Painting can be so many things: it can be applying paint to a surface, but it also can be drawing with pencil on that same surface. It can be scratching the wood with a knife, or it can be simply looking and anticipating your next brush stroke. I feel that there are no limits in painting, and I simply try to bring the enthusiasm I feel for the medium to the person looking at the finished work. I am always expanding my visual language so that I can better communicate my ideas, and tell a story that will affect people in a wholly positive way.

I travel extensively and I always paint while I am gone. Now that doesn’t necessarily mean that I have brought along with me a support and some brushes. When I see a full moon, read a book of maritime lore, or interact with the wonderful people that I meet on the road I am painting.
This may seem that wherever I happen to be I’m distracted and my mind is not focused. But the exact opposite is true: when I say I am painting, I am deeply focused on something, trying to see what it is that attracts me to it and how I can best convey the feelings I have to the rest of the world.

Why do lonely hills, crescent moons and our very planet preoccupy me so much? It is because things like these all provide rich thematic territory and are relative to my favorite literature and life experiences. When these things are viewed together I tend to find a cohesive narrative that is as exiting as words on a page or notes of music. It is when I make these connections that I seem to find myself a custodian of stories and information that may have been lost, forgotten or gone unseen. So I actively use them in my work as an act of preservation, so others may discover the same things for themselves.
Finally I believe that painting should convey a sense of wonder to the viewer. It should open up their heart and mind to the possibilities that both the physical world and the imagination present. It is only through the marriage of the acutely observed and the completely constructed that I feel I tell the best story.

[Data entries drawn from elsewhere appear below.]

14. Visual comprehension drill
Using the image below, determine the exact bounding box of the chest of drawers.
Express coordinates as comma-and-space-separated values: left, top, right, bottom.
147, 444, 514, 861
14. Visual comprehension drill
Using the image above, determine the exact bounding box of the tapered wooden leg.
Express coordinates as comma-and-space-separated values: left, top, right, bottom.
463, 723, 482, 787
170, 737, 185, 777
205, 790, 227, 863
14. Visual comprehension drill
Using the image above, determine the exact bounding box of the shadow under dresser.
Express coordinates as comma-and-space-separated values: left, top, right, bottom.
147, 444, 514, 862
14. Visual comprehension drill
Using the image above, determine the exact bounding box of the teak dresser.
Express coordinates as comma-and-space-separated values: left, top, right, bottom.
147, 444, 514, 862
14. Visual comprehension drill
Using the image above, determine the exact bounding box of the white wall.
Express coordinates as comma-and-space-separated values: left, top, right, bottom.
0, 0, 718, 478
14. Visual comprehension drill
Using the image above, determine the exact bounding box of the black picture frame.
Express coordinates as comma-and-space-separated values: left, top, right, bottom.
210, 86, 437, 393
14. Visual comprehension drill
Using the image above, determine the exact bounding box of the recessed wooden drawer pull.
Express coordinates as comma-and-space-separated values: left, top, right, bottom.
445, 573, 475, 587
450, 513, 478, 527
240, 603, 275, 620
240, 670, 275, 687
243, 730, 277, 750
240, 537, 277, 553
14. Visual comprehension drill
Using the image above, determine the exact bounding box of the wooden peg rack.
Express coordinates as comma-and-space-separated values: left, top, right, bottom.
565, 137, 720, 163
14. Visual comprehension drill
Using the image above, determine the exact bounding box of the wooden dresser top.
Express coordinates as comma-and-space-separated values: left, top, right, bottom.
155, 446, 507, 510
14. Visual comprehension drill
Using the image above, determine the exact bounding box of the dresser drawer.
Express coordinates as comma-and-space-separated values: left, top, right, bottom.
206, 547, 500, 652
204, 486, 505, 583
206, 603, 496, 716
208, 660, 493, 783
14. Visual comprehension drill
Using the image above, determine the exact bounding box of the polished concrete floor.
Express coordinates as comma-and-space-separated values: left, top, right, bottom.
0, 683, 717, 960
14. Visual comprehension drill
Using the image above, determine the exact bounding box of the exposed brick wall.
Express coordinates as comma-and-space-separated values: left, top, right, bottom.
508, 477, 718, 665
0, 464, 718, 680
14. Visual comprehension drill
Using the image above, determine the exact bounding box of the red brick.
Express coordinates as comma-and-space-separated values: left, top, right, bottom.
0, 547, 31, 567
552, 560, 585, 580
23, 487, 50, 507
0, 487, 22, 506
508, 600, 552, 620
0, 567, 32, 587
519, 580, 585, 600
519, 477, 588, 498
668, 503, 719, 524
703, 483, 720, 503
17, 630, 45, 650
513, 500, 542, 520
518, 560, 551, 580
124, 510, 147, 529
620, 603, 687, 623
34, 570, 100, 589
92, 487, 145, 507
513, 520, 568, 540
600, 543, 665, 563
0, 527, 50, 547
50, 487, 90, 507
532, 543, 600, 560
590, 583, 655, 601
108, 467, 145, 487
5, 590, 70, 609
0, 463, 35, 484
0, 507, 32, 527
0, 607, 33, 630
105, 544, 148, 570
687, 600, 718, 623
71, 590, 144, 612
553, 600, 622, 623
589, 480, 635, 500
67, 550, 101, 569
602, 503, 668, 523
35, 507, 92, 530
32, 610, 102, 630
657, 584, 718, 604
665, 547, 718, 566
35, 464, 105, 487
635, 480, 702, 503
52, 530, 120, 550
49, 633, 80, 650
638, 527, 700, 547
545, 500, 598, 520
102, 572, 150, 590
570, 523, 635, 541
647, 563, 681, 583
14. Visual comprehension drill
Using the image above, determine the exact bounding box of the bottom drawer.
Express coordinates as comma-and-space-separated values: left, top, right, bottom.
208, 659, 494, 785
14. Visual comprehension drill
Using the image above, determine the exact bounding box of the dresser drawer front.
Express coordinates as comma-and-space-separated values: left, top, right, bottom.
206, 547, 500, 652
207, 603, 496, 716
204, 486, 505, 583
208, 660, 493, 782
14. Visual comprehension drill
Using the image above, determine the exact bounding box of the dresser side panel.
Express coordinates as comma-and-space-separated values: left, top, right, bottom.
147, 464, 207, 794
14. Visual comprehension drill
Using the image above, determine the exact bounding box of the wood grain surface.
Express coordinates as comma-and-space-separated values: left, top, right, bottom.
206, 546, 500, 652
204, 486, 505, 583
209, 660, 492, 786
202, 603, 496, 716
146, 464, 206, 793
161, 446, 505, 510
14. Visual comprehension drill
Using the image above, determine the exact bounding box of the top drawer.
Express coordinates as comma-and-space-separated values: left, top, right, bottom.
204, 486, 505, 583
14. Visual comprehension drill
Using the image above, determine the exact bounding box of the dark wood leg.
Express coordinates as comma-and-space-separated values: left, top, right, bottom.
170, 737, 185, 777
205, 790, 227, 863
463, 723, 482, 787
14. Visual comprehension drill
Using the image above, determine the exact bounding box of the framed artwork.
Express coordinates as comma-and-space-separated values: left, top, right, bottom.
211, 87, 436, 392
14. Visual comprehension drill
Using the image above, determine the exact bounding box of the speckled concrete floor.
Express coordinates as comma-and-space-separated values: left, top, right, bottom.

James was born in 1983 near Rochester New York, one day before the fourth of July. So for many years as a child he thought all the fireworks on his birthday where for him. He was named James Stewart Barney after actor Jimmy Stewart, who was famous for movies like “It’s a Wonderful Life,” and a person James still looks up to today. As a child he grew up in the small town of Hemlock, New York near the Finger Lakes region. Here he attended the local school system, played baseball, and discovered his love of art. After high school, he applied to several schools before heading to Keystone College, and in his freshman year he won the Keystone College Division of Fine Arts Outstanding Student Award. The next year James graduated “cum laude,” with an associate’s in fine arts, and also received the honor of being named the Scotty Neuroth Memorial Scholar, by the fine arts division. Immediately he went back to Keystone to get his bachelors degree, and develop his paintings. Thought out that time he developed an interest in the practice of transpersonal art which arises from looking within for the symbols, colors and shapes to utilize in compositions. With the support of great teachers and artists like Judith Keats, Drake Gomez, Cliff Prokop and Sally Tostie, James graduated from Keystone in 2006, with the honor of being names Outstanding Traditional Baccalaureate Graduate. He now lives and works in Shohola PA full time, all the while letting his paintings evolve into ever increasingly challenging and evocative works.